FILE PHOTO: German Finance Minister Olaf Scholz attends a media briefing during his visit to Beijing
FILE PHOTO: German Finance Minister Olaf Scholz attends a media briefing during his visit to Beijing, China, January 17, 2019. REUTERS/Thomas Peter/File Photo

January 29, 2019

BERLIN (Reuters) – Germany’s finance minister on Tuesday criticized calls from the country’s conservative party to reduce income tax for the rich to support a slowing economy, calling that a dishonest and dubious move that was destroying trust in politics.

Speaking at an event organized by the Association of Taxpayers, a lobby group which is pushing for tax cuts, Olaf Scholz rejected calls from Chancellor Angela Merkel’s Christian Democrats (CDU) to lower the tax burden for the rich.

“We can’t cut taxes when at the same time, we also want to spend more on investments, education, defense, development aid and social affairs. Making demands without saying what the counter-financing looks like is not serious,” Scholz said.

The Social Democrats (SPD), to which Scholz belongs, and the CDU agreed in the deal setting up their coalition government last year to abolish “Soli”, a 5.5 percent surtax introduced in 1991 to rebuild East Germany after reunification. But the deal called for maintaining it for the top 10 percent of earners.

Economy Minister Peter Altmaier and other senior members of CDU, want to abolish Soli for all taxpayers.

The SPD version of the cut would cost the state some 10 billion euros ($11.42 billion) per year, money that could boost domestic demand as exports slow.

Scholz, who serves also serves as vice-chancellor, said he would stick to the government’s fiscal goal of increasing state spending while not taking on new debt.

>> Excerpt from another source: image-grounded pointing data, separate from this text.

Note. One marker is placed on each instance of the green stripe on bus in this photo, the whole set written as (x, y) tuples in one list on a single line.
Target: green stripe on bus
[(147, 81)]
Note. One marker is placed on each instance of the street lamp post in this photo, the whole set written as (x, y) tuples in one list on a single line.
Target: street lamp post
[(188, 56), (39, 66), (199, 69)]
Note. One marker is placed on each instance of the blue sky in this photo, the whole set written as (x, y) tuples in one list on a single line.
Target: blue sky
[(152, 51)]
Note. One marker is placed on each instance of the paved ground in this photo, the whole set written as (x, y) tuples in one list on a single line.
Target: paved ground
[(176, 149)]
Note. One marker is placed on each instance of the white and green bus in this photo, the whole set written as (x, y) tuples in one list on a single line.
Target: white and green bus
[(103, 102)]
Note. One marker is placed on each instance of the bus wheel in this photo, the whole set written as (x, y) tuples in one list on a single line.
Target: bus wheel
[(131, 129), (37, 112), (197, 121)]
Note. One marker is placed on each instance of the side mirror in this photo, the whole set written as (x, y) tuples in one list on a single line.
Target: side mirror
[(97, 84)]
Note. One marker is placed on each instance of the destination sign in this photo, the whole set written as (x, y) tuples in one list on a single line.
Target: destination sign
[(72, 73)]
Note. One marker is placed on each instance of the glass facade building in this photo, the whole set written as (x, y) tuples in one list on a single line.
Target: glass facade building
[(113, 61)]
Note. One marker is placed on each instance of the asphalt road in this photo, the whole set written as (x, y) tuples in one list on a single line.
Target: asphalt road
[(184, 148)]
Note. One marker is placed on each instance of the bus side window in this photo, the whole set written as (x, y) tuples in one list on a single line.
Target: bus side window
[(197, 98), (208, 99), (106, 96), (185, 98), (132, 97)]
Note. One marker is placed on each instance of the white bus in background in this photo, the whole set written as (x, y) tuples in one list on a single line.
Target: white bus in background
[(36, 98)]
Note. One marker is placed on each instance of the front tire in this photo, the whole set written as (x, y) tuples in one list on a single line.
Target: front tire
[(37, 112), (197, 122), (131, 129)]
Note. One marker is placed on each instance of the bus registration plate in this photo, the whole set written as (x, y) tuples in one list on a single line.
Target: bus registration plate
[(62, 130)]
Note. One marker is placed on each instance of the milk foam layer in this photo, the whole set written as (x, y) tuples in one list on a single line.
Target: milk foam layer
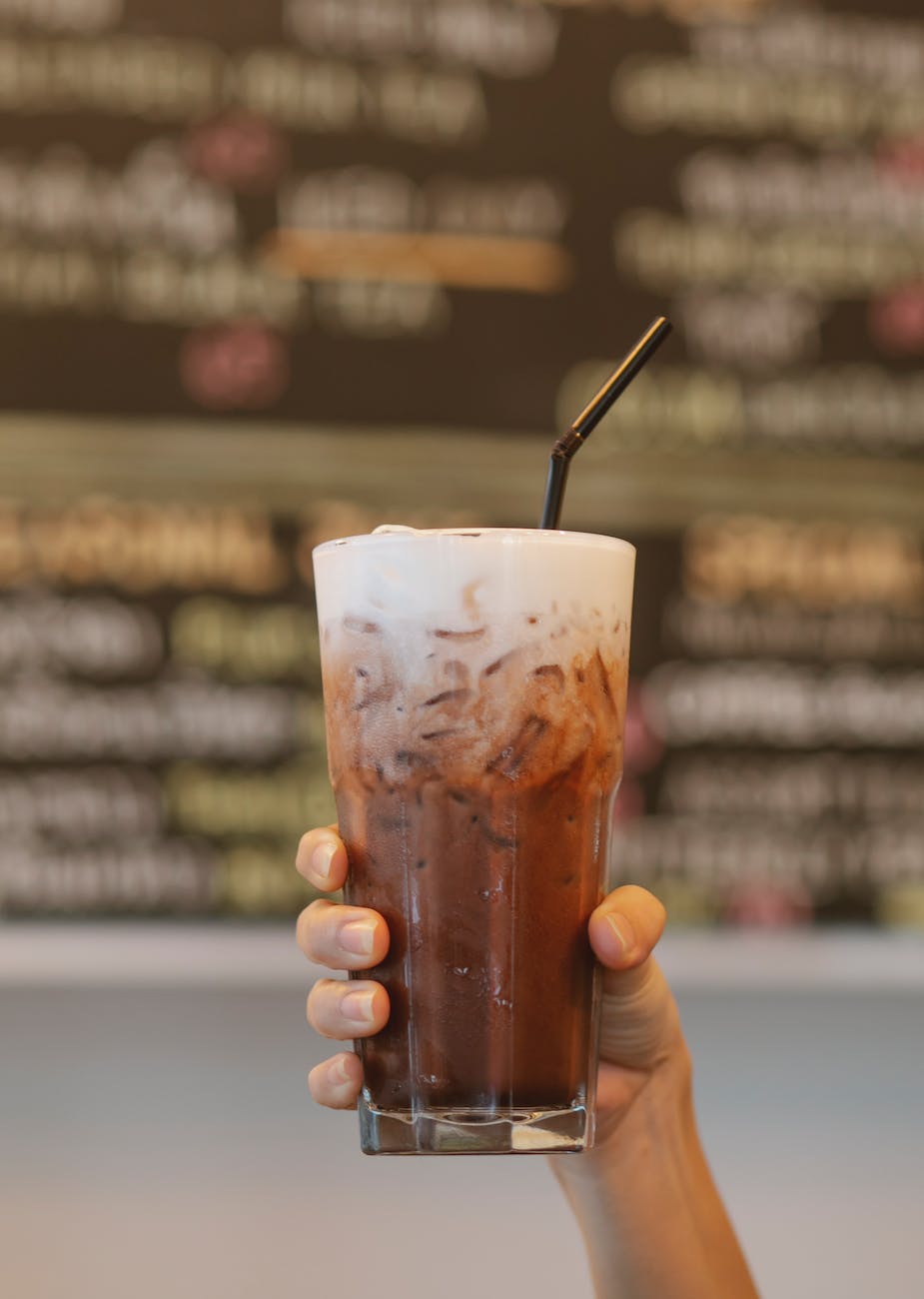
[(469, 577), (472, 652)]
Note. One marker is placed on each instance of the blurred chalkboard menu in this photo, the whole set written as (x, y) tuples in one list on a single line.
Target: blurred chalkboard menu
[(454, 212), (312, 221)]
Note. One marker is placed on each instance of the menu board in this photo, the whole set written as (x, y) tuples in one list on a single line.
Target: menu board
[(342, 224), (456, 213)]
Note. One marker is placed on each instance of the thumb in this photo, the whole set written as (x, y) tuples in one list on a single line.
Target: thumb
[(640, 1021)]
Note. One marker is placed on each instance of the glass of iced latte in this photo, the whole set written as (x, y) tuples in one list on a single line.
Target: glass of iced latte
[(475, 701)]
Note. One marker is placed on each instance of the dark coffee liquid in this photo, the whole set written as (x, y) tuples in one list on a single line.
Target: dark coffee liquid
[(485, 853)]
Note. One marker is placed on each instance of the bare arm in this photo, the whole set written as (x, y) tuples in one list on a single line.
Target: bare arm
[(651, 1217)]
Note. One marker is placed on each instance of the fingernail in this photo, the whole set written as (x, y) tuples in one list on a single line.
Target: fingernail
[(337, 1072), (623, 930), (357, 1007), (321, 860), (357, 936)]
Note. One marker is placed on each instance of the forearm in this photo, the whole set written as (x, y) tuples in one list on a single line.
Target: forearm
[(647, 1207)]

“We handle citizens’ money responsibly and do not want to take on new debt. Lowering the government debt ratio in times of economic growth is the way to go,” Scholz said.

“Promising tax cuts for which there is no counter-financing is dishonest and does not build trust, because today’s tax cuts are tomorrow’s tax hikes, since new borrowing has its limits,” Scholz said, pointing to Germany’s constitutionally enshrined limit on debt.

The government hopes the tax cuts for middle and high income earners as well as higher child allowances that come into effect in January will boost consumption, which has replaced exports as the main driver of growth.

In addition, Scholz is working on a draft law to support companies that are spending money on research and development.